Pulling work into your backlog: If you’ve ever had someone add a half-baked idea to your backlog, here’s something to try. Ask for more definition on why they think it’s urgent and important. In my experience 99% of these go away because the requestor doesn’t put the work into answering these questions. It’s a clear signal to keep it un-prioritized. Why put in the time and effort to explore a problem that isn’t important enough for others to care about? Delay non-urgent work until it’s clearly defined.
Managing risk and avoiding wasted effort: When you have a lot of conflicting opinions, hold off until you have more information to support a path forward. Quick experiments or scrappy prototypes give you data and prevent strong opinions from committing you to the wrong thing.
The Value of Waiting
Not deciding is a decision. One of the most overlooked aspects of decision-making is the value of waiting.
Deferring doesn’t mean you’re indecisive—it means you’re making an active choice to wait for better information. It’s about ensuring you have as much relevant information as possible.
And finally, taking a pause doesn’t mean doing nothing. Use the time to refine your options, gather information that reduces uncertainty, and prepare to act decisively when the time comes.
Pitfalls to Watch For
Waiting too long: Decisions must eventually be made. When you “decide to not decide” make the criteria (information and deadline) you need for a decision as clear as possible to avoid moving goalposts that paralyze you and prevent action.
Underestimating costs: Keeping options open often involves increasing effort, and in many cases, complexity. Don’t ignore the time, resources, or cognitive load this creates. Keep the criteria and effort during this time simple to avoid creating future debt you’ll need to pay off.
Failing to communicate: Teams need to know why you’re delaying a decision to stay aligned and motivated.

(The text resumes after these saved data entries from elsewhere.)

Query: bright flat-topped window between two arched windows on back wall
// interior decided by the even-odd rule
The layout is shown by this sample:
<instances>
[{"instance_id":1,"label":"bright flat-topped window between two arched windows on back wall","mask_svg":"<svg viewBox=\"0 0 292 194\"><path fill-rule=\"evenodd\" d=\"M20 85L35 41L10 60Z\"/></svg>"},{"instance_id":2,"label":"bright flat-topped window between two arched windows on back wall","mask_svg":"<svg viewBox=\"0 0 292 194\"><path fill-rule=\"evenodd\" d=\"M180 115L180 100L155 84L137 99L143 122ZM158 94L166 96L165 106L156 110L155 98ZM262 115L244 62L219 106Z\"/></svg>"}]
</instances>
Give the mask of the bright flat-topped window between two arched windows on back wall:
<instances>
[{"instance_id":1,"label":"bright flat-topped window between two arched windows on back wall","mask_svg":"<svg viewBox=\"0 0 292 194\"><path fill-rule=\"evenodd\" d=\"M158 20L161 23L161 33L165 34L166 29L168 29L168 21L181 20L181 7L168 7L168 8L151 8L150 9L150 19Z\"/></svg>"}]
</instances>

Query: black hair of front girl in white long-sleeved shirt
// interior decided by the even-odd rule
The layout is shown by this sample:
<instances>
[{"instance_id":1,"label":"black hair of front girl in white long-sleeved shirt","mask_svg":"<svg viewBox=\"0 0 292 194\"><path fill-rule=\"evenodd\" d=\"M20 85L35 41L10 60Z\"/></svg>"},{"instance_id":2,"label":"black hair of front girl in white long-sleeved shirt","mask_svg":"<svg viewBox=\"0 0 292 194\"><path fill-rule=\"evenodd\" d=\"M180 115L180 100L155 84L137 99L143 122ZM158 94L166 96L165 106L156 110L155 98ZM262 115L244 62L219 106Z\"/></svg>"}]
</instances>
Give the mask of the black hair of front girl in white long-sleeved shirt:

Without clear communication deferring looks like indecision.
Let’s return to the story
Come back to the conference room with me, Here’s what happened: I left that conference room feeling stressed out. I was not able to give a definitive path forward or convincing answers at the time. We never ended up figuring out why the pages were breaking and actually stopped trying to solve that puzzle completely. Shortly after, we followed up with the entire group and communicated our not now option. We framed it around what we did know:
We knew there was some connection between traffic spikes and page failure.
We knew the Android app on PMP (product search pages) was most susceptible to failure.
The decision we made was to get better at reacting fast over predicting and preventing.
Based on what we knew we built monitoring to pinpoint the failure threshold for each platform
and ad placement
. Our stakeholders got full access and we used this new data to define together the shut off thresholds for each platform x placement
. From there we built controls to be able to turn off any combination independently. This way, we could leave all ad placements on (AKA a not now decision) but also give ourselves the flexibility to turn them off quickly. It was a win win—we increased confidence and trust with our stakeholder partners without solving the root cause problem, and we maximized revenue capture during bust season.
Real options are a powerful way to approach uncertainty in product management. By recognizing that “not now” is as valid a choice as “yes” or “no,” you can make better decisions without rushing or second-guessing yourself.